Yasine Sadiat expresses the view of a young employee. One of 12 children, and now aged 23, he has risen through the hotel ranks to become Assistant Head Waiter. "A lot of my friends work here" he says. "We see it as a good opportunity to learn languages and to meet people.

"We still have sheep, chickens, goats and a donkey at home, but my father has a shop and someone else keeps an eye on the animals. My ambition? To improve my English and to climb higher up the hotel ladder."

Another group of employees have formed themselves into a social committee to provide voluntary entertainment to the guests in the Bustan, or village square, where once Abu Firas' father's olive trees grew. (Today there are fig trees and roses in the square, as well as a herb garden and olives). The young waiters dress in black trousers and belted tunics, with Bedouin headresses and perform the traditional villages dances - the Dabkah, Samar, Jofieh and Dahieh - to the music of the ou'd (lute), flute and tablah.

Their leader, Mahmoud Rawdieh, who works in the kitchens says he has no difficulty in recruiting performers and no shortage of engagements outside the hotel, at local weddings and festivals, as well as at the hotel.

Preserving culture

Credit for creating a holiday village, with every modern amenity, that still catches the simple beauty of an earlier world, must go to the team who planned, designed, built and now manage Taybet Zaman. A key member of that team is the chief architect, Leen Fakhoury, who has put her university teaching job in vernacular architecture to amazing effect. "We did not want to compromise on the authenticity of the village," she says. "We wanted people to have an experience of the real village environment, to retain the pattern of the buildings and of the internal space, with the thick walls and local stone for tiling and stone pathways. We wanted to project pockets of green, but to keep the harshness of the regional style."

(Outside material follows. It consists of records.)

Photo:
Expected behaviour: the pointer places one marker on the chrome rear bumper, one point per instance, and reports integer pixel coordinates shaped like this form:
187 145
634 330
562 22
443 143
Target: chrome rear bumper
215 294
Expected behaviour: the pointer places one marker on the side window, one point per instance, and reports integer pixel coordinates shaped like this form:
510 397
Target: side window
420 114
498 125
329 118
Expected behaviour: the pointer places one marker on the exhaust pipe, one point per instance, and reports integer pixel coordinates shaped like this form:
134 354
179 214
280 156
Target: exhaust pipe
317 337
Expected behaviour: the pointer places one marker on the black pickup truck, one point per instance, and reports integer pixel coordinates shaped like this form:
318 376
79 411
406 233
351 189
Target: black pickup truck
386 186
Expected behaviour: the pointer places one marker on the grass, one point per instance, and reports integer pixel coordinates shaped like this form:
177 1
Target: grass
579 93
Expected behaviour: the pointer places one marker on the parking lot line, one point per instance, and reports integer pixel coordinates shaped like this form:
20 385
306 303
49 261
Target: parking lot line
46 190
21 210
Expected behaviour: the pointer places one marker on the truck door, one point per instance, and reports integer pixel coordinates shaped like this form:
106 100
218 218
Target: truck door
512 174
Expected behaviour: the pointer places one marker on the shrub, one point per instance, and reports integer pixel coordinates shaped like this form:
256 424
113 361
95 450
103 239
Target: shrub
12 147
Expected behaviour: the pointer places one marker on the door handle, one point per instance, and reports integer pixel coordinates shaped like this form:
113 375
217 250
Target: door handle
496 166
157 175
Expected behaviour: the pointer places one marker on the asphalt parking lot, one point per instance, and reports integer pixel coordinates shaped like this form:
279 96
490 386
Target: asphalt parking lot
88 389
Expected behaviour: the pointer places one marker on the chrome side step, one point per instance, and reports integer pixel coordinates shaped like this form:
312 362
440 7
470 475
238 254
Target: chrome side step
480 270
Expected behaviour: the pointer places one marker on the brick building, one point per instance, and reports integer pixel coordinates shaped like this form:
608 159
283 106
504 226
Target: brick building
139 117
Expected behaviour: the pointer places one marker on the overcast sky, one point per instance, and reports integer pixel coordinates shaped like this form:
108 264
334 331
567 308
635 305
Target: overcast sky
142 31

Inevitably, there is something false in this fantasy world of the shopping souk, the Turkish bath and the photographic gallery where guests can dress up in Arab gear for their holiday snaps. But the craft skills are real, and the food is local.
Pottery
Working at a potters wheel
© Mark Edwards/Still Pictures


The water is processed and re-used to grow the tomatoes and cucumbers, and to water the new olive groves on the old terraces. Even the olive oil soap is locally made, and wrapped in recycled paper. And with only 105 rooms in 10 acres, there is space enough to quietly enjoy the old stones and the dry desert air.

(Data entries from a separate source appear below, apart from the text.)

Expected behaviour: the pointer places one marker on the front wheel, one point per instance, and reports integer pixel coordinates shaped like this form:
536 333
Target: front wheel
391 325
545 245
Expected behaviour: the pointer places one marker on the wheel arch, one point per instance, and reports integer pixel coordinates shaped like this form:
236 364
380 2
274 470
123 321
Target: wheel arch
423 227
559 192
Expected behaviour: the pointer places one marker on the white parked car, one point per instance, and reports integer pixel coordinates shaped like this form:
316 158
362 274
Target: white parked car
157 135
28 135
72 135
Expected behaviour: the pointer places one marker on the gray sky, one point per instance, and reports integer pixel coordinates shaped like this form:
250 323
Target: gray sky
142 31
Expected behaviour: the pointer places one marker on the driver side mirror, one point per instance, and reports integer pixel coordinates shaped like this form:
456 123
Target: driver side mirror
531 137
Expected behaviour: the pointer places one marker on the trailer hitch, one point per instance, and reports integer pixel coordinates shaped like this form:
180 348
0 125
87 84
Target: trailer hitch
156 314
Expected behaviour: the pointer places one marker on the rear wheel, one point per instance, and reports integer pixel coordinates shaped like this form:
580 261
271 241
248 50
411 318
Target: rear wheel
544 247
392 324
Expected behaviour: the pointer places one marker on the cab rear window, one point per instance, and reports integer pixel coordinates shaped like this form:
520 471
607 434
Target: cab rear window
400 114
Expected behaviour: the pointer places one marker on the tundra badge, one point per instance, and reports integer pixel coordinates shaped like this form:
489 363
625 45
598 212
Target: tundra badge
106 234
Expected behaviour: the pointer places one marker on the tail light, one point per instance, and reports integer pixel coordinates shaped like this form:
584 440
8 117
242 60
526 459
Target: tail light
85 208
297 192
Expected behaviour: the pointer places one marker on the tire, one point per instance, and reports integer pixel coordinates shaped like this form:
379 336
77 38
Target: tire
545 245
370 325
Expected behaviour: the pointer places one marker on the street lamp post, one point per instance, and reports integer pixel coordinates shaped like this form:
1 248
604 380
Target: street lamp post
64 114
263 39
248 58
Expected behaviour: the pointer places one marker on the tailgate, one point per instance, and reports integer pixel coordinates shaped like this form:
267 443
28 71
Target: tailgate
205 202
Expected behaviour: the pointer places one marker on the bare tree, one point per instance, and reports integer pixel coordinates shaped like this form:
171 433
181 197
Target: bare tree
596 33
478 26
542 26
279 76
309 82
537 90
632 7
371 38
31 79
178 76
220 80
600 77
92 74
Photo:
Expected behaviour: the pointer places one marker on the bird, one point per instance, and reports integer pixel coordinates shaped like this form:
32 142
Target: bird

Walking through the Bustan, down through the sandstone paths and the low honey-coloured walls to the swimming pool in the early morning, in this ancient landscape and with the last of the cocks still crowing in the morning sunshine, it is difficult to find fault with this attempt at high class conservation.

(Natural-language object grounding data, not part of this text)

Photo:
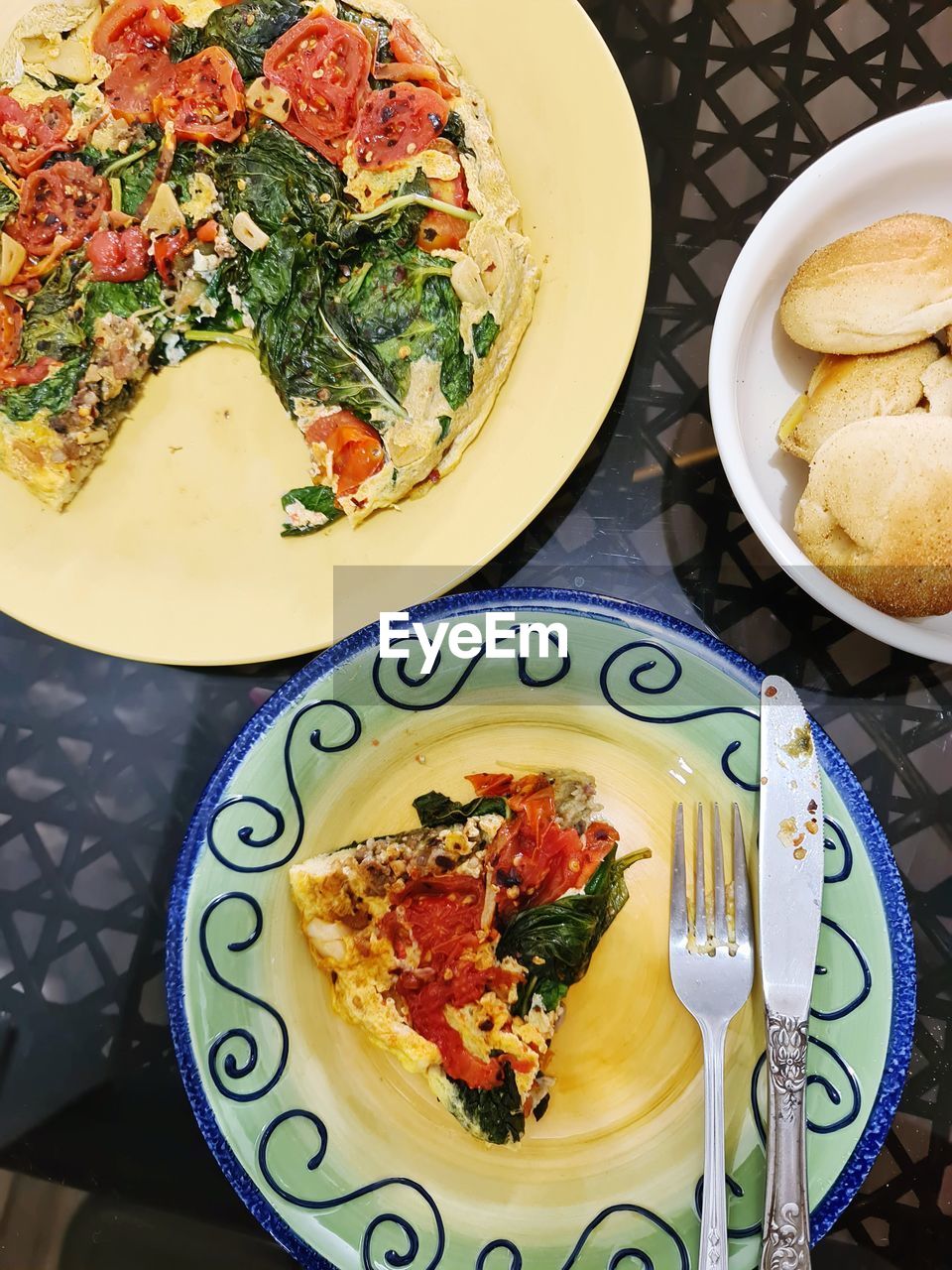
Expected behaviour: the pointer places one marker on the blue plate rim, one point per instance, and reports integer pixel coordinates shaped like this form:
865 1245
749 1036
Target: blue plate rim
622 612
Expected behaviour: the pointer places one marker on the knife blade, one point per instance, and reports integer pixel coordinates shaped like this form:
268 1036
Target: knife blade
791 869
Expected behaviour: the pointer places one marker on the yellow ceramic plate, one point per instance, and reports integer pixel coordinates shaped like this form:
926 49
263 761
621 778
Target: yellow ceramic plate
173 550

Leen Fakhoury, in a paper for UNESCO*, sums up the argument like this: "A few intellectuals may consider the re-use of the almost discarded part of the old village as an invasion and severe transformation of the traditional essence of the village," she writes. "But many others appreciate it, as an opportunity to bring back a new use for a deteriorated fabric and an opportunity for a sustainable tourist development, advocating the cultural heritage and the natural resources of the village."

But perhaps the last word should go to the Director of Archaeology at the next site being developed by JTI, the owning company of the deserted village of Nawafleh, just outside Petra. There Dr Khairieh 'Amr has found evidence of continuous habitation dating back to the Nabateans who built the ancient city of Petra 2,000 years ago. She has also dug up a Nabatean stone olive press, proving for the first time - and contrary to the writings of the Greek geographer, Strabo - that the Nabateans did cultivate olives. Now the press forms part of the museum that features in the new village, as at Taybet Zaman.

"Wadi Moussa (the Valley of Moses) used to be such a pleasant little place," she says. "Now, with the tourist boom so much of the valley has been turned into hotels and concrete. It is a real pity. Environmentally it is much more sound, to me, to use the existing buildings rather than to build new ones - especially when the new ones are usually so horrible."

*Culture, Tourism & Development, The Case of Jordan, 1995, the World Decade for Cultural Development, UNESCO.